What about new artists?
If you want to be a "rock star", be an athlete. Or a tech entrepreneur. That’s where the money is. And groupies like money.
If you want to be a musician, you must flush image down the toilet, be three-dimensional, write from the heart and make yourself accessible to fans.
Yes, today’s musicians are the opposite of the titans of yore. As opposed to being crafted with no edges, sculpted to perfection like Janet Jackson, who also can’t sell a record, they’re lumpy, with warts, they’re completely human. And they write about their humanity. And they make themselves available on Twitter and other social media.
I’m not talking marketing. This isn’t so much about selling as a redefinition of what a musician is. Sure, first and foremost you play music. But how do you get an audience?
How do you get friends? Real friends?
It’s very difficult staying alone in your room, not interacting online. If you want to be part of the community you must venture out, whether it be into the real world or cyberspace. You must make yourself available. You must be ingratiating. You must be open and willing to share.
Who does it right?
Taylor Swift. Her songs couldn’t be more personal. They’re not bland statements denuded to the point where they can be sung by and related to by everybody, rather they’re distinctly her.
John Mayer tweets his personality. Go to http://twitter.com/jOhnCmAYer and read, you’ll end up thinking you truly know him. Furthermore, on his blog he stood up for James Cameron, who called a fan an asshole
Mayer didn’t believe it was a fan, but an e-Bay whore. But the point is, Mayer took a stand. That’s how you grow your audience, by having a personality, just like them.

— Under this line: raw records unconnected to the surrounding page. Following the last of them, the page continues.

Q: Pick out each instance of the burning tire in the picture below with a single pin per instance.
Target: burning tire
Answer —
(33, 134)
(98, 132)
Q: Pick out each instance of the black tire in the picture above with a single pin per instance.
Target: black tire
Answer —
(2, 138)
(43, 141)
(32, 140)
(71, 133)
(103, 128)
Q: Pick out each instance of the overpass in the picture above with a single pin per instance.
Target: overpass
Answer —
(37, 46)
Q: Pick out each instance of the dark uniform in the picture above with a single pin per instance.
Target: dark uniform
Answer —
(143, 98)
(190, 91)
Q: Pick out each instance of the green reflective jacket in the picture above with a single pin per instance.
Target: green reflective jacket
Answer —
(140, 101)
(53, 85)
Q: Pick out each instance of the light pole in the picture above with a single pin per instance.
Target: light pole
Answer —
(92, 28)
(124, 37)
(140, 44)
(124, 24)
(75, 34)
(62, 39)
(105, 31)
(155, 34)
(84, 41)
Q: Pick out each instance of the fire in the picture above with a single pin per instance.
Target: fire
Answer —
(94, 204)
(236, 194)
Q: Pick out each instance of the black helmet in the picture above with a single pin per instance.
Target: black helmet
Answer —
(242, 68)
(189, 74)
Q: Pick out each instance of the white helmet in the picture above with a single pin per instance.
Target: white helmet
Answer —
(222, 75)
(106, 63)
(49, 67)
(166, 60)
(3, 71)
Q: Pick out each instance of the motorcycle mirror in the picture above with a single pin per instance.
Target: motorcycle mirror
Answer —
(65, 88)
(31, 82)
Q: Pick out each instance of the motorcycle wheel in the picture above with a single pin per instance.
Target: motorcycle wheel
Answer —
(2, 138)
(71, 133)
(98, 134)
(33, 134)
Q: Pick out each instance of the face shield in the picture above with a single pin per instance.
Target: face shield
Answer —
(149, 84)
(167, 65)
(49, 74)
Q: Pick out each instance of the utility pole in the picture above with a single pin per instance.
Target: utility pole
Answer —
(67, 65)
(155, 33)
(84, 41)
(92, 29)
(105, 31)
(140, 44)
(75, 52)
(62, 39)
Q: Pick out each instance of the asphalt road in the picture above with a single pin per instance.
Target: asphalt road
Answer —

Will musicians ever become rock stars?
Not like the athletes. The athletes have got all the money and all the TV time. If you want to get rich and screw, start shooting hoops. And isn’t that fascinating, no one thinks they can play in the NBA without a wealth of court time, but people think they can succeed in the music game without paying their dues whatsoever.
And athletes don’t succeed by revealing their inner lives, they make it via their robotic skills. The opposite of musicians. And did you ever think that whoring yourself out to corporations works for athletes but not musicians for this very reason? Because it’s not about who athletes are so much as how skilled they are at their sport?
In other words, if you’re pursuing the rock stardom that’s bandied about in public today, you’re pursuing artistic and commercial death. A "rock star" today is someone who’s winning in the commercial world, which is the opposite of art. A true rock star is beholden to nobody. Hell, these athletes play for a team, or their sponsors. Which is how the major labels killed music. Because you were playing for them instead of playing for yourself.
Sure, eventually new acts will grow and dominate. But the ascension will be very slow. The rocket to outer space paradigm of MTV is history. Shit, isn’t that the point of reality TV? Anybody can be famous for fifteen minutes?
You want to be famous for much longer than that.
Old thinkers will use the old tools. Radio and TV.
You’re not opposed to those, but you focus on a direct connection with your fan.
Do your friends abandon you willy-nilly?
Of course not.
Then again, you think twice before you screw a friend, before you cancel plans.
So put your fans first. Establish trust. And practice!
Because it begins and ends with the music.